TurboQuantex

TurboQuantex Codebase Search Engine (100% Offline)

A highly memory-efficient vector search engine for codebase indexing and semantic search. Built on the Google DeepMind/NYU research paper Online Vector Quantization with Near-optimal Distortion Rate (ICLR 2026), it compresses vector embeddings (up to 14.2x RAM reduction) while maintaining dot-product accuracy via a 1-bit Quantized Johnson-Lindenstrauss (QJL) residual correction.

This system allows developers and AI coding agents to semantically search massive, multi-file codebases in real-time with negligible memory footprints, avoiding the limitations of LLM context windows and Out-Of-Memory (OOM) errors.

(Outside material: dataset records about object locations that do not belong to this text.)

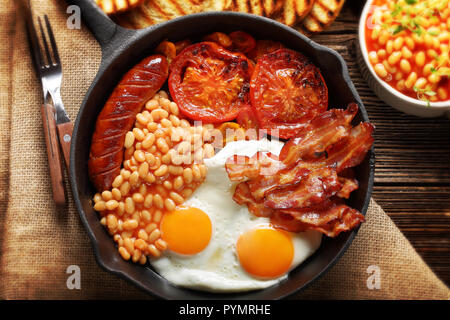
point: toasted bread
(156, 11)
(322, 14)
(294, 11)
(303, 7)
(116, 6)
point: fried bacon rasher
(304, 188)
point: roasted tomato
(181, 45)
(167, 49)
(262, 47)
(242, 41)
(219, 38)
(246, 118)
(287, 91)
(210, 83)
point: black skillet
(121, 50)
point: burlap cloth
(38, 243)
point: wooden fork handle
(53, 154)
(65, 137)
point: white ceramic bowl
(384, 91)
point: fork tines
(50, 62)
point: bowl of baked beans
(404, 54)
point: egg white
(217, 267)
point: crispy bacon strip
(243, 196)
(346, 153)
(318, 186)
(351, 151)
(330, 217)
(323, 131)
(348, 186)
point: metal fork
(51, 76)
(57, 125)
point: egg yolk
(265, 252)
(186, 230)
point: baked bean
(398, 43)
(442, 93)
(411, 80)
(146, 215)
(134, 178)
(158, 201)
(97, 197)
(129, 205)
(143, 170)
(434, 78)
(153, 251)
(150, 178)
(124, 253)
(138, 198)
(178, 199)
(150, 227)
(141, 243)
(161, 244)
(111, 204)
(159, 114)
(148, 141)
(406, 53)
(125, 188)
(138, 134)
(157, 215)
(121, 208)
(143, 120)
(139, 155)
(106, 195)
(420, 58)
(154, 235)
(382, 53)
(380, 70)
(178, 183)
(130, 224)
(128, 244)
(394, 58)
(405, 66)
(186, 193)
(125, 174)
(129, 139)
(161, 171)
(111, 221)
(152, 104)
(427, 69)
(167, 184)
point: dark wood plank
(412, 175)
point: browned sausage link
(118, 116)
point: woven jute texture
(39, 243)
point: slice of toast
(116, 6)
(322, 14)
(303, 7)
(294, 11)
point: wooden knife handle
(53, 154)
(65, 137)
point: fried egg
(219, 246)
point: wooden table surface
(412, 171)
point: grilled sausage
(118, 116)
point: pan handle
(103, 28)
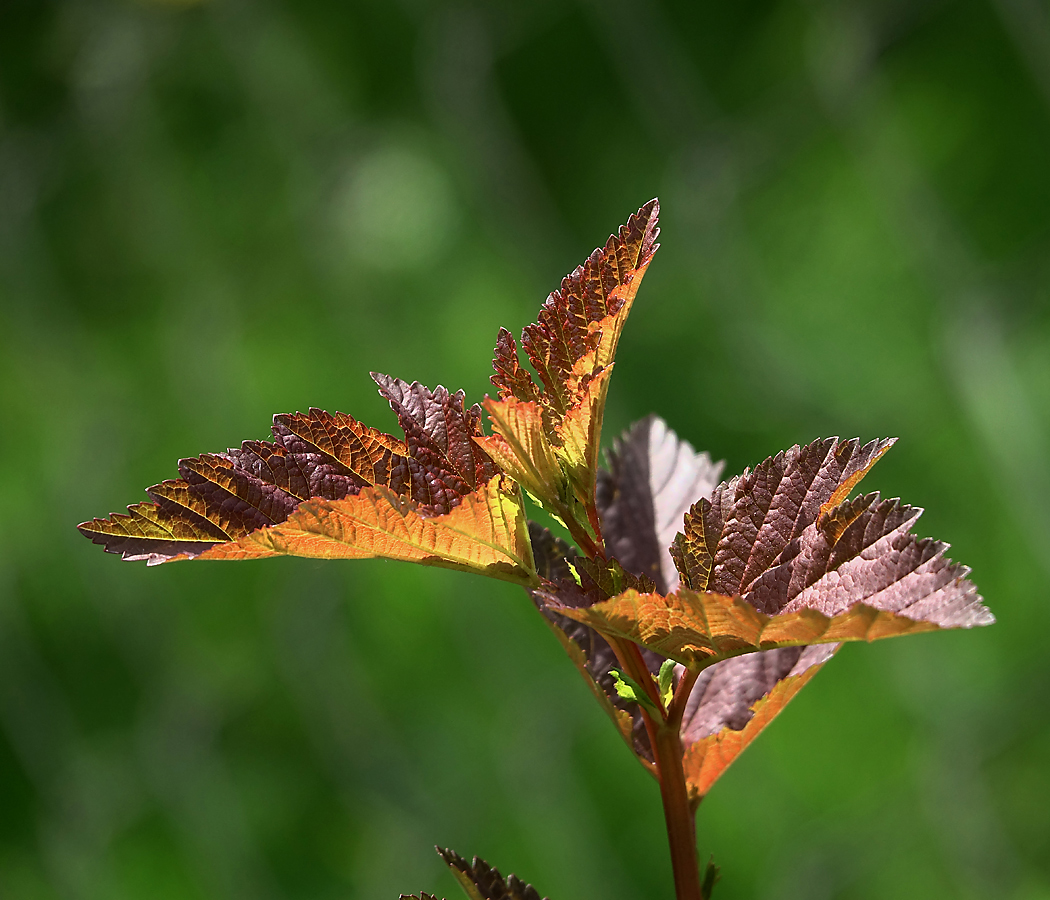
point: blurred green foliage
(211, 213)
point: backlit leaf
(547, 434)
(588, 650)
(733, 700)
(654, 478)
(329, 486)
(794, 570)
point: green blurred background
(211, 213)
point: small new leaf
(480, 881)
(631, 691)
(546, 436)
(666, 681)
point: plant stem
(677, 813)
(666, 741)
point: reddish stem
(677, 813)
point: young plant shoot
(695, 608)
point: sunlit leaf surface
(547, 434)
(329, 486)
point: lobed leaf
(654, 478)
(733, 700)
(481, 881)
(834, 570)
(547, 434)
(588, 650)
(329, 486)
(800, 570)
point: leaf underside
(777, 559)
(806, 566)
(329, 486)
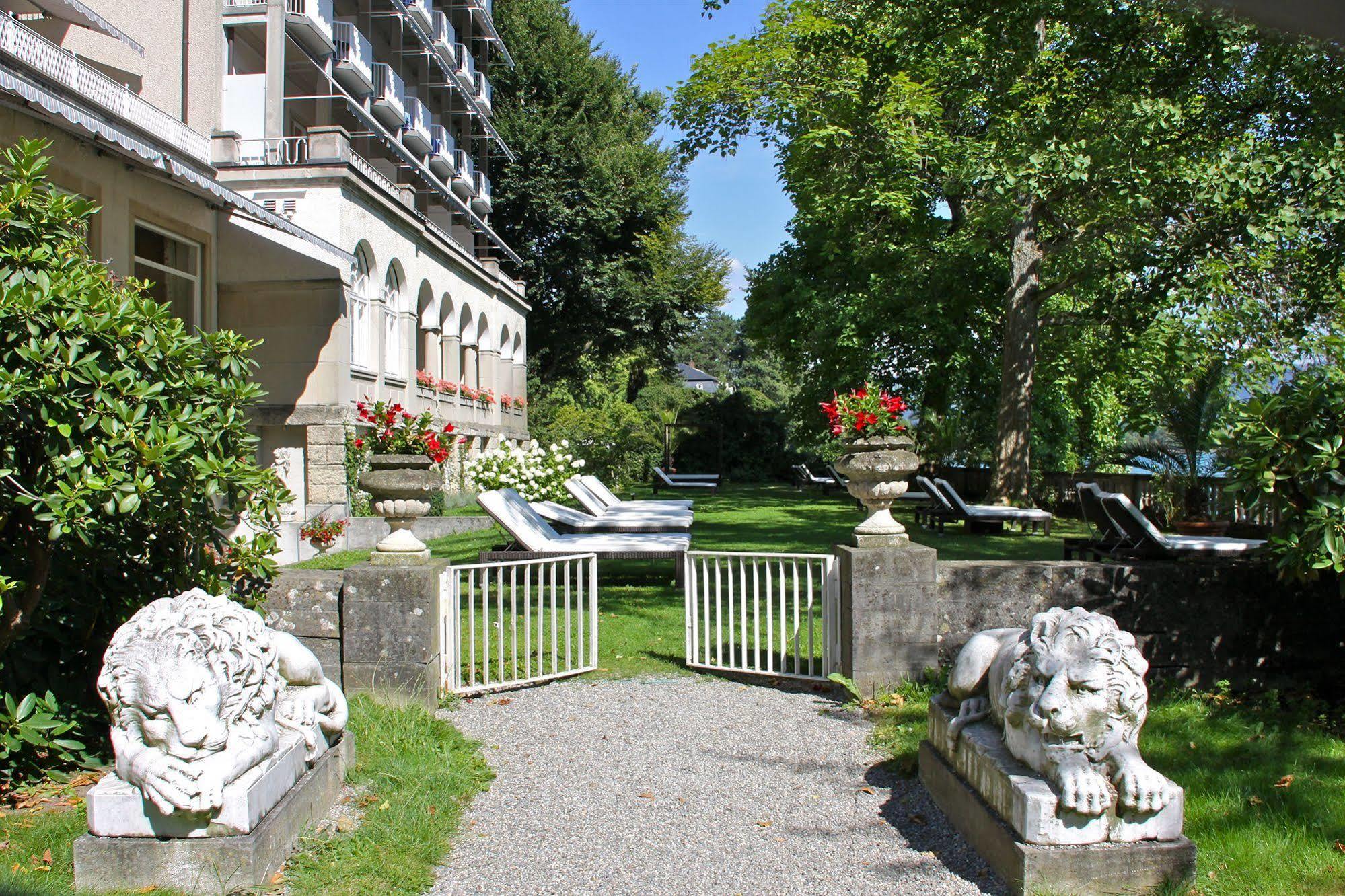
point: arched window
(394, 345)
(359, 305)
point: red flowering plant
(865, 414)
(396, 433)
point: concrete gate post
(889, 614)
(392, 630)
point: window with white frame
(394, 349)
(361, 314)
(172, 266)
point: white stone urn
(401, 488)
(877, 469)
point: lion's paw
(1144, 790)
(1085, 790)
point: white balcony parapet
(441, 153)
(353, 64)
(444, 37)
(423, 11)
(464, 174)
(416, 138)
(389, 103)
(94, 88)
(482, 201)
(311, 22)
(484, 92)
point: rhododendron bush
(865, 414)
(534, 473)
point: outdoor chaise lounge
(1151, 543)
(807, 478)
(992, 517)
(662, 481)
(611, 502)
(689, 477)
(572, 520)
(534, 537)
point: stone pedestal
(390, 630)
(889, 615)
(1091, 870)
(215, 864)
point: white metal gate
(517, 622)
(763, 614)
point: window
(361, 314)
(172, 264)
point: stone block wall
(1196, 622)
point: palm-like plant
(1182, 449)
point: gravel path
(693, 786)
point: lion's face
(179, 706)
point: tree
(1093, 162)
(592, 202)
(124, 447)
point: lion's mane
(226, 637)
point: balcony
(484, 92)
(423, 11)
(416, 138)
(389, 103)
(85, 83)
(482, 201)
(464, 176)
(441, 150)
(353, 65)
(311, 24)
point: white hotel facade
(308, 173)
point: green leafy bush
(124, 449)
(35, 739)
(1286, 447)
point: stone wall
(1196, 622)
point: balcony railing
(389, 103)
(353, 65)
(423, 11)
(312, 24)
(484, 92)
(97, 89)
(416, 138)
(441, 150)
(273, 151)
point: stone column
(390, 630)
(326, 457)
(889, 614)
(449, 365)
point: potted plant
(402, 476)
(1180, 451)
(322, 533)
(877, 458)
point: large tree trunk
(1011, 484)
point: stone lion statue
(1070, 699)
(199, 688)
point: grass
(414, 776)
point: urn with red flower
(879, 458)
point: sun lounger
(662, 481)
(989, 517)
(1151, 543)
(611, 502)
(534, 537)
(579, 521)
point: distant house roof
(697, 379)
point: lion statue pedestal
(229, 742)
(1033, 754)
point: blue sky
(736, 202)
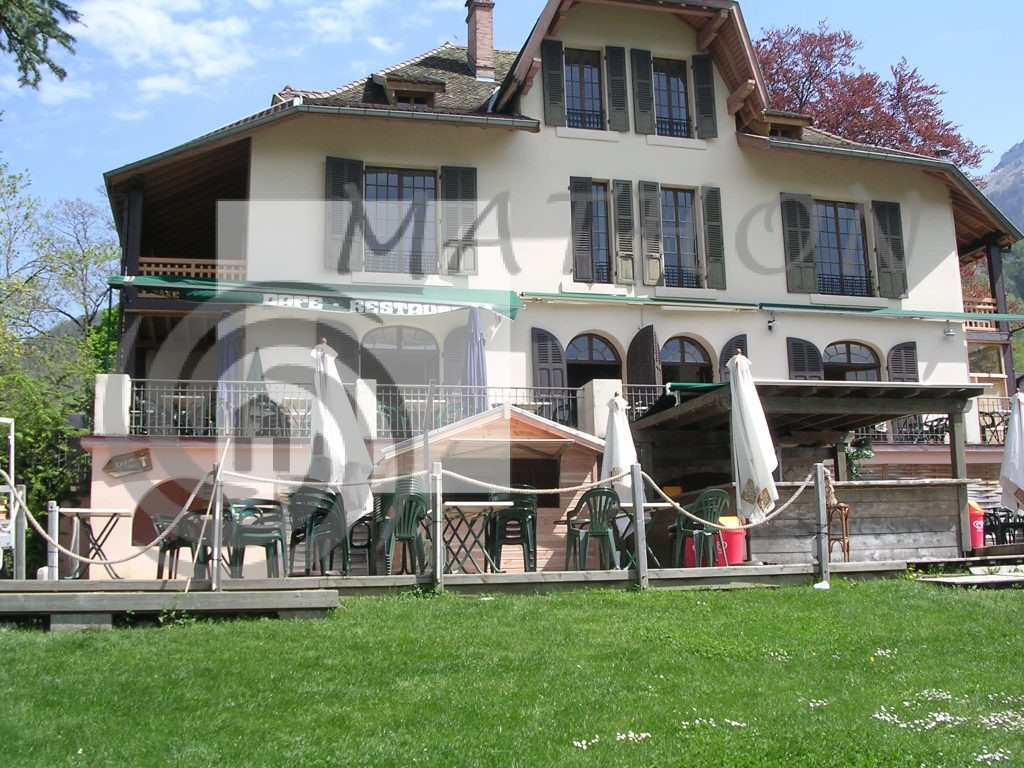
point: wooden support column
(957, 460)
(839, 461)
(997, 284)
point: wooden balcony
(981, 306)
(215, 269)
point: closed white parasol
(754, 457)
(338, 454)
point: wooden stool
(844, 525)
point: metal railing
(406, 410)
(993, 415)
(641, 397)
(206, 409)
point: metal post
(53, 529)
(218, 511)
(438, 545)
(639, 527)
(821, 541)
(19, 530)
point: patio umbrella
(338, 454)
(754, 457)
(228, 365)
(474, 368)
(1012, 472)
(620, 455)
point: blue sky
(151, 74)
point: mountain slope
(1005, 184)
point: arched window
(686, 360)
(847, 360)
(398, 354)
(590, 356)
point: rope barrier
(529, 492)
(317, 484)
(745, 526)
(19, 502)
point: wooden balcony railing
(985, 306)
(210, 269)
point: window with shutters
(591, 356)
(672, 112)
(679, 239)
(400, 221)
(584, 108)
(684, 359)
(847, 360)
(840, 255)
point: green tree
(28, 28)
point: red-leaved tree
(815, 72)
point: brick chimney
(480, 20)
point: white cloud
(131, 116)
(167, 38)
(155, 86)
(339, 22)
(53, 92)
(384, 46)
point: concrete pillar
(112, 403)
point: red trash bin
(977, 518)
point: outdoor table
(465, 528)
(648, 519)
(83, 521)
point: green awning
(360, 298)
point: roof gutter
(926, 314)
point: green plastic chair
(256, 522)
(411, 507)
(596, 514)
(308, 510)
(373, 526)
(709, 506)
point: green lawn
(870, 674)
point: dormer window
(406, 98)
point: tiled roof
(464, 94)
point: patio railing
(993, 413)
(272, 409)
(228, 409)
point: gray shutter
(344, 215)
(619, 109)
(799, 239)
(459, 219)
(622, 193)
(650, 227)
(549, 359)
(582, 213)
(643, 92)
(704, 95)
(903, 361)
(805, 360)
(454, 356)
(643, 358)
(714, 237)
(553, 72)
(342, 340)
(736, 342)
(889, 249)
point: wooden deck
(93, 604)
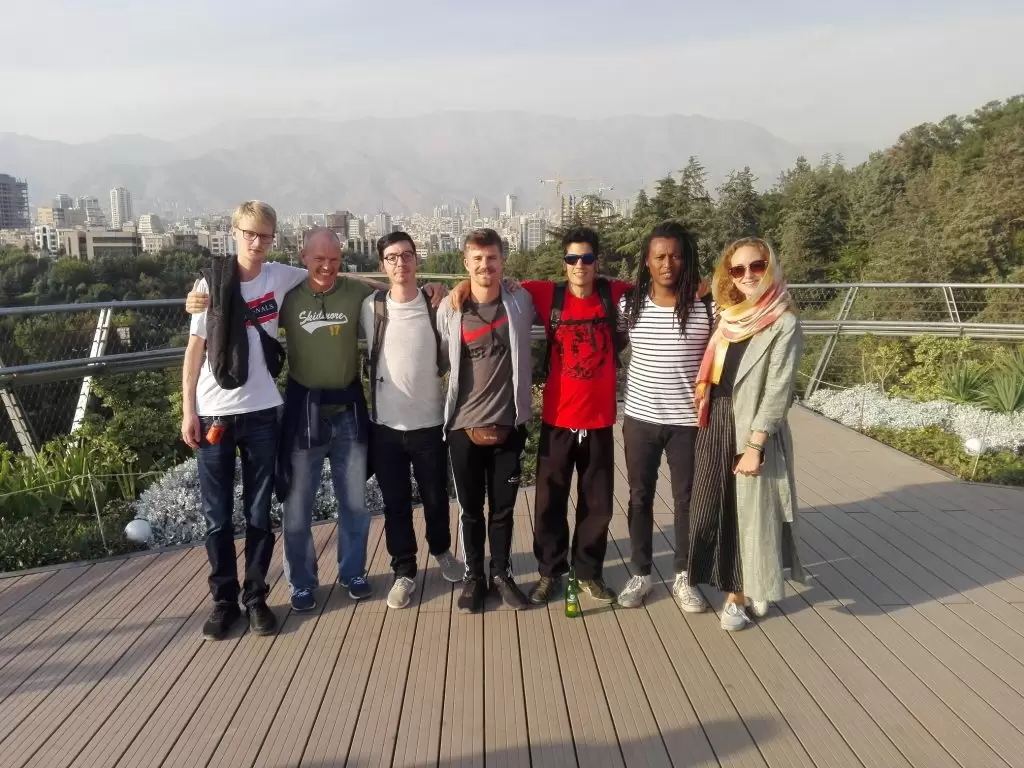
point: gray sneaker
(733, 616)
(686, 596)
(758, 607)
(401, 592)
(635, 591)
(453, 569)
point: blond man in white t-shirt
(220, 422)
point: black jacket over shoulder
(226, 340)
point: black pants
(393, 451)
(592, 454)
(254, 436)
(644, 444)
(492, 472)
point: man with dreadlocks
(669, 330)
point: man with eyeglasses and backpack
(406, 361)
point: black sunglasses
(572, 258)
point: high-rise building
(120, 207)
(150, 223)
(356, 228)
(94, 217)
(13, 203)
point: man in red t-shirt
(577, 423)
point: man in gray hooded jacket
(487, 406)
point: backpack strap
(380, 326)
(707, 299)
(554, 321)
(432, 314)
(619, 338)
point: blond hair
(256, 210)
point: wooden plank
(28, 584)
(950, 712)
(718, 717)
(551, 742)
(333, 729)
(40, 669)
(222, 667)
(678, 728)
(148, 689)
(245, 732)
(57, 594)
(58, 728)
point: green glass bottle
(572, 609)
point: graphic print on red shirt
(580, 392)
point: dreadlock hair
(686, 283)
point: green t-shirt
(323, 333)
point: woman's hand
(749, 464)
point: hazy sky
(78, 71)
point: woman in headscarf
(742, 510)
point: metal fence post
(99, 339)
(20, 424)
(822, 364)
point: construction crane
(559, 181)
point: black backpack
(380, 326)
(620, 339)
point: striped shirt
(664, 364)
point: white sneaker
(758, 607)
(688, 598)
(635, 591)
(401, 592)
(453, 569)
(733, 617)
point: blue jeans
(254, 435)
(340, 445)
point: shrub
(942, 450)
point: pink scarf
(736, 323)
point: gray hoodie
(519, 308)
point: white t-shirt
(664, 364)
(263, 294)
(409, 392)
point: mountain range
(400, 164)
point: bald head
(322, 255)
(316, 235)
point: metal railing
(58, 344)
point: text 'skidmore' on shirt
(580, 392)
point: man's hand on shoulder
(459, 294)
(198, 301)
(436, 292)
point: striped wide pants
(714, 527)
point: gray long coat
(766, 505)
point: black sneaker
(545, 590)
(511, 594)
(220, 621)
(261, 619)
(597, 589)
(474, 592)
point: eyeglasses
(251, 237)
(588, 258)
(757, 268)
(404, 256)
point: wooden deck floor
(905, 649)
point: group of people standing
(709, 384)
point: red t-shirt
(580, 392)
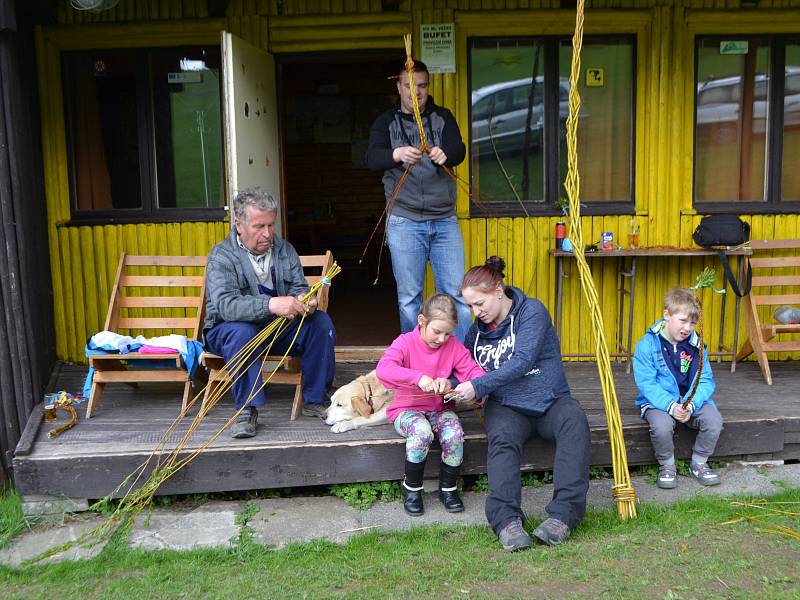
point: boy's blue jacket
(657, 385)
(521, 356)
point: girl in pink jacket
(419, 365)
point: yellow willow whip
(412, 87)
(624, 494)
(164, 467)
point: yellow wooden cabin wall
(84, 258)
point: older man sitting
(253, 277)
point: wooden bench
(760, 332)
(131, 310)
(290, 373)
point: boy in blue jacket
(665, 366)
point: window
(519, 107)
(747, 123)
(144, 134)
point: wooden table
(630, 255)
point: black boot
(411, 489)
(448, 488)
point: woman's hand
(442, 385)
(465, 391)
(426, 384)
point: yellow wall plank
(83, 260)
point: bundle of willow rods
(704, 280)
(624, 494)
(166, 463)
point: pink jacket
(409, 358)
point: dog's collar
(368, 395)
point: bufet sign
(437, 49)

🌐 Live Landing Page & RAM Simulator: https://blackmoon87.github.io/TurboQuantex/

All resources are completely isolated inside the .TurboQuantex/ folder, and the ONNX model files are stored in a shared global directory (~/.turboquantex/model) to prevent duplicate downloads across multiple projects.

Directory Structure

[Your Project Root]
└── .TurboQuantex/
    ├── app.py                  # Flask Daemon (API & File Watcher)
    ├── turboquantex.py         # Core Compression Math (PolarQuant & QJL)
    ├── tq.py                   # CLI: Index, Search, Update, Stats & Batch Search
    ├── turboquantex_skill.py   # Reusable AI Agent Programmatic Skill API
    ├── example_usage.py        # Demo script showing full indexing/updating lifecycle
    ├── setup.bat               # Windows Environment & Dependency Setup Script
    ├── setup.sh                # macOS/Linux Environment & Dependency Setup Script
    ├── index.tq                # Compressed codebase vector index (auto-generated)
    └── example_project/        # Sample codebase directory for demonstration
        ├── app/Http/Controllers/UserController.php
        ├── scripts/data_processor.py
        └── README.md

Installation & Setup

Method A: One-Command AI Deploy (Preferred & Recommended)

If you are working with an AI coding assistant (such as Cursor, VS Code AI, or Antigravity) inside a project, simply type this single prompt:

active & use skills : https://github.com/blackmoon87/TurboQuantex

The AI agent will autonomously:

Clone the repository and deploy the .TurboQuantex folder into your project root.
Check if the ONNX model already exists in the user-global cache directory (~/.turboquantex/model). If not, it downloads it once globally.
Install dependencies and configure the environment.
Index your codebase using the global model and install the post-commit git hook.
Start the background daemon with auto file watcher.

Method B: Manual Terminal Setup (Alternative)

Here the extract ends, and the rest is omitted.